On the topic of my mother, I want to shake her until she spits up something very specific about her state of mind. Specifically whether she is incapable of understanding her current health issues, or if she is refusing to understand because she doesn't want to be wrong. She's stubborn enough for the latter, but it's impossible to tell.
I'm annoyed that season three of Supernatural was so much of "How are we gonna get you out of The Deal, Dean?" that I'm having trouble finding episodes that I want to watch, because I'm not going down the angst route again.
Also, much irritation with my new glasses, which have frames that are not effectively holding the lenses in place.
There is only one thing that has managed to leaven the irritation at all over the last few days, and that's my return to childhood with the Katy Tetralogy. What Katy Did, What Katy Did At School, What Katy Did Next and Clover. Which last one is, in fact, not about Katy, but her sister Clover, which is why there's no Katy in the title. Quite frankly, I'd forgotten how much I loved these books, and this excerpt is one of the reasons why:
"It's all very well now," she said, "while the warm weather lasts; but in winter Longwood is simply gruesome. The wind never stops blowing day nor night. It howls and it roar and it screams, till I feel as if every nerve in my body were on the point of snapping in two. And the snow, ugh! Anf burglars! Every night of our lives they come -- or I think they come -- and I lie awake and hear them sharpening their tools and fording the locks and murdering the cook and kidnapping Baby, till I long to die and have done with them forever! Oh, Nature is the most unpleasant thing!"

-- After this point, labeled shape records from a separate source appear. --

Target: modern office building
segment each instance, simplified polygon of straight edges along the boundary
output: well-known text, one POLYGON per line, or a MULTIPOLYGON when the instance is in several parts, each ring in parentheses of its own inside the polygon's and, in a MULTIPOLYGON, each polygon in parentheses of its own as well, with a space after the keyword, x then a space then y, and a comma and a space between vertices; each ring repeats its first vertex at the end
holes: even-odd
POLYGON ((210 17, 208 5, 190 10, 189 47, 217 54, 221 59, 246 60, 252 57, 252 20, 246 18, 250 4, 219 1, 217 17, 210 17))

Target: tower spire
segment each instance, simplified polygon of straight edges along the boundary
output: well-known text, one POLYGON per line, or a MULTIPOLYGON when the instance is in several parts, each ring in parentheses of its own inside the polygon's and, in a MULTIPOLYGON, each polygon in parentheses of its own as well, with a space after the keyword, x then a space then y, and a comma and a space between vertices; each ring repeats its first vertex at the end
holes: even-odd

"Burglars are not Nature," objected Katy.
"What are they, then? Art? High Art? Well, whatever they are, I do not like them. Oh, if ever the happy day comes when Deniston consents to move into town, I never wish to set my eyes on the country again as long as I live, unless -- well, yes, I should like to come out just once more in the horse-cars and kick that elmtree by the fence! The number of times that I have lain awake at night listening to its creaking!"
"You might kick it without waiting to have a house in town."
"Oh, I shouldn't dare as long as we are living here! You never know what Nature may do. She has ways of her own of getting even with people," remarked her friend solemnly.
I simply adore Rose Red, Katy's friend in the excerpt. Katy herself is a paragon who is rather a lot of Mary Sue, and something of a prig, looking back now. But I adored the books, even though I get the feeling they've had a negative impact on my ability to socialise in the modern idiom.
Anyhow, I close with this. If you want to tell me I'm being irrational about my desire to tell the firm that fired me to go to hell and go away, take their financial knocks and leave me alone, go ahead. If you want to tell me my approach to my mother is any number of less-than-positive things, do so.
I should just warn you, you will be soundly ignored. Irritation, like so many other emotions, need not apply to rationality for it's basis. Oftentimes, it simply is.